Economist at UOB Group Ho Woei Chen, CFA, reviews the latest set of results in the Chinese economic calendar.
Key Takeaways
“Improvements were seen across China’s data including the industrial production (IP), retail sales, fixed asset investment (FAI) and surveyed jobless rate in Aug. The numbers were also slightly ahead of Bloomberg’s consensus forecasts which we think were set quite modest given the worsening economic outlook including the COVID situation and power crunch in Aug.”

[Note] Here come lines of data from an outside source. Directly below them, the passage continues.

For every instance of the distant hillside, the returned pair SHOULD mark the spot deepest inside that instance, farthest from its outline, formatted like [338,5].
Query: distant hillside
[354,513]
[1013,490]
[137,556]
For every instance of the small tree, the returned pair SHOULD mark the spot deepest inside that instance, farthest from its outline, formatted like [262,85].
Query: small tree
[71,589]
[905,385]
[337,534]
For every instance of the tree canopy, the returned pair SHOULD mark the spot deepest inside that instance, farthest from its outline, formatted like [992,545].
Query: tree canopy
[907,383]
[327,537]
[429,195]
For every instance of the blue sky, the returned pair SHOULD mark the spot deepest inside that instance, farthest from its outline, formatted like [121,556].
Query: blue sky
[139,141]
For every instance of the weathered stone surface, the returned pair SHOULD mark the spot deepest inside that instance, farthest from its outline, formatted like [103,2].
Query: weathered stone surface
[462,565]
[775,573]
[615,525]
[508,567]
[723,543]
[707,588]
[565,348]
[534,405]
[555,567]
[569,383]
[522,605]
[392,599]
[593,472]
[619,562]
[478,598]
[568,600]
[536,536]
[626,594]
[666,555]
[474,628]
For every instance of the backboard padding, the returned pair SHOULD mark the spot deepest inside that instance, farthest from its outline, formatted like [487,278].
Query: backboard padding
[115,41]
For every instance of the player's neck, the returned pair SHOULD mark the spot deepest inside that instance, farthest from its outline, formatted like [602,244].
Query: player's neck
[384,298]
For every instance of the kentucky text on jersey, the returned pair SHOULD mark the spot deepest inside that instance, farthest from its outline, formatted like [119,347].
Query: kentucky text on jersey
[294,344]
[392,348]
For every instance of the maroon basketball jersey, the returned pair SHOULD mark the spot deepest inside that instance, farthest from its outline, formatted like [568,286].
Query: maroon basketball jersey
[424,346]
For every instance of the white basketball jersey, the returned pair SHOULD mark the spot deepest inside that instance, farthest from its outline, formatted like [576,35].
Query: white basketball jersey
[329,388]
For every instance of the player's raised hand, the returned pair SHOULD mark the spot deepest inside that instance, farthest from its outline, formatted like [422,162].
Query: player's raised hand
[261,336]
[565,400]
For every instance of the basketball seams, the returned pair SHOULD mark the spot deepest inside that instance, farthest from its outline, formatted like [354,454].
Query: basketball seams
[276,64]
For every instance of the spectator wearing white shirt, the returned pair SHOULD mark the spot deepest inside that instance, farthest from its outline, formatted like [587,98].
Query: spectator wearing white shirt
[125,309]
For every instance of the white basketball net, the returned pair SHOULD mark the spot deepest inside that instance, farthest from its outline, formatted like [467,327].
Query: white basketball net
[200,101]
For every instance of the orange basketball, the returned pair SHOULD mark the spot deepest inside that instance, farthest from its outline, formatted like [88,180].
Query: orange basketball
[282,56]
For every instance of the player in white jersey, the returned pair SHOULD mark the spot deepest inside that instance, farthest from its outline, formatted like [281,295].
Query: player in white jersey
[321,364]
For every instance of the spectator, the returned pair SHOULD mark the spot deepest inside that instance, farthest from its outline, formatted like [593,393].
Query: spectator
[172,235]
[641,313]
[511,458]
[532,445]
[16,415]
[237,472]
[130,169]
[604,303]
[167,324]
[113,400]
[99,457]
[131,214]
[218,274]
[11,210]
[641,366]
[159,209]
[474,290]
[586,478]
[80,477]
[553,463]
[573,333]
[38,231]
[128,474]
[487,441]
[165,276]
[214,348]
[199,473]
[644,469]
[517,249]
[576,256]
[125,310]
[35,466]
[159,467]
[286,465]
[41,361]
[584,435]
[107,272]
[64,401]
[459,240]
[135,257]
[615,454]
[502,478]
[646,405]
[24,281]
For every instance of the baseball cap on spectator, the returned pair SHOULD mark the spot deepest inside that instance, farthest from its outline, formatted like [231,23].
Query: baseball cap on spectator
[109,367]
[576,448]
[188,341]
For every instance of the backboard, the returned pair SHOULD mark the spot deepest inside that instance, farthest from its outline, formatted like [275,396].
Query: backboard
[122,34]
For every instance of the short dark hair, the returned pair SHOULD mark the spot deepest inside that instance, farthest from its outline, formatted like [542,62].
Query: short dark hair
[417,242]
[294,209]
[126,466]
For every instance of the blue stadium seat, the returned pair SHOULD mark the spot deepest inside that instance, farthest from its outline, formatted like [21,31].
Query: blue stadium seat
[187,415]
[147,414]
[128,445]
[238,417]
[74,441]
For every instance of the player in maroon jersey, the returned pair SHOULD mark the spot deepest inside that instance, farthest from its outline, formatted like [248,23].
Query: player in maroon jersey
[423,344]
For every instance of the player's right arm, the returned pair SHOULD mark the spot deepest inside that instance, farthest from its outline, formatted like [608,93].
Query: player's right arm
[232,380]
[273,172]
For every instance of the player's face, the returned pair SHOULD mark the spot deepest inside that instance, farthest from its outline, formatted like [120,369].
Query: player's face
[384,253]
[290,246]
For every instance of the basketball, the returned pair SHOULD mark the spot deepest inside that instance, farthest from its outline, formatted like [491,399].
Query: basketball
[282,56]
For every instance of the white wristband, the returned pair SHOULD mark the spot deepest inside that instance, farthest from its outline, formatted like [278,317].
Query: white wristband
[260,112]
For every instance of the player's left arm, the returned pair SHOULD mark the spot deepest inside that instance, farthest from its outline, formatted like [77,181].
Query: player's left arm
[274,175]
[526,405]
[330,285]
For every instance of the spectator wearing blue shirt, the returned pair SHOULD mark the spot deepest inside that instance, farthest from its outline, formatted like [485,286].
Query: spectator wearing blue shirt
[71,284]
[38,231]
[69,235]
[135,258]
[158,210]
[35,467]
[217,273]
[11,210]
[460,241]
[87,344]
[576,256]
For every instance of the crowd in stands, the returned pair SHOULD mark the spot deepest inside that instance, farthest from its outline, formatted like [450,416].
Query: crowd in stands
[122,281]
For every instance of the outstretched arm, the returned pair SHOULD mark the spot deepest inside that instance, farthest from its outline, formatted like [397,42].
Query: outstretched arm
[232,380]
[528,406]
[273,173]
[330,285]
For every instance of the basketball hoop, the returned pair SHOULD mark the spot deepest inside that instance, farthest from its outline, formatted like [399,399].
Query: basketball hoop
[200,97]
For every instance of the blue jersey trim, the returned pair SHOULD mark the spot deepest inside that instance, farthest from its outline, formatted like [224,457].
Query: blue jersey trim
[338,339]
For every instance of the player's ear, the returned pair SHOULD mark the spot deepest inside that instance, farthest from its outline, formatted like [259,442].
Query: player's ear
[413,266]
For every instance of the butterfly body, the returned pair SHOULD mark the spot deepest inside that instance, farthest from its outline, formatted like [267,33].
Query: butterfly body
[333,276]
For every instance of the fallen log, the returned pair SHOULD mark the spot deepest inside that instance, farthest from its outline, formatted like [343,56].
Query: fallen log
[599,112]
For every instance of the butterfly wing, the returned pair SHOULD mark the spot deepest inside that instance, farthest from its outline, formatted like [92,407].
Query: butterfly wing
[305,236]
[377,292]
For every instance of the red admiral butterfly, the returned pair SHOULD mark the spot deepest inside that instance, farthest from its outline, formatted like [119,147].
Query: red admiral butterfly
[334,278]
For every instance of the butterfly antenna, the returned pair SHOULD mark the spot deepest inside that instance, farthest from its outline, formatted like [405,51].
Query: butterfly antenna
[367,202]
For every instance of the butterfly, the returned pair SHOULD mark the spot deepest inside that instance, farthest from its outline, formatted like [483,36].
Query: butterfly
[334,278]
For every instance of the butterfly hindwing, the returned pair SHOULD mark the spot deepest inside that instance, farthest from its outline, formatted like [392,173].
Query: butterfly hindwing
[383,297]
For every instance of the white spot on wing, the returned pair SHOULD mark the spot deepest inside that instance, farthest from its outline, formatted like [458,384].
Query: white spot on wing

“Due to challenging outlook both internally and externally, we are maintaining our 2022 GDP growth forecast for China at 3.3% with 3Q22 at 3.4% y/y and 4Q22 at 4.5% y/y, a recovery from 2.5% y/y in 1H22.”
“The People’s Bank of China (PBoC) maintained the 1Y medium-term lending facility (MLF) rate at 2.75% in Sep and rolled over CNY400 bn of the CNY600 bn that expired this month. This was after the central bank cut the 1Y MLF rate a second time this year in Aug, by 10 bps.”
“As consumer and producer price inflation both pulled back in Aug and economic outlook remains weak, we continue to see scope for a further 10bps cut to the 1Y MLF in 4Q22. This will bring a corresponding drop in the loan prime rates (LPR). We forecast the 1Y LPR to move lower to 3.55% by end-4Q22 (from current 3.65%). After 35 bps cut YTD, the 5Y LPR is still poised to fall further (from current 4.30%) as PBoC extends support to the property market.”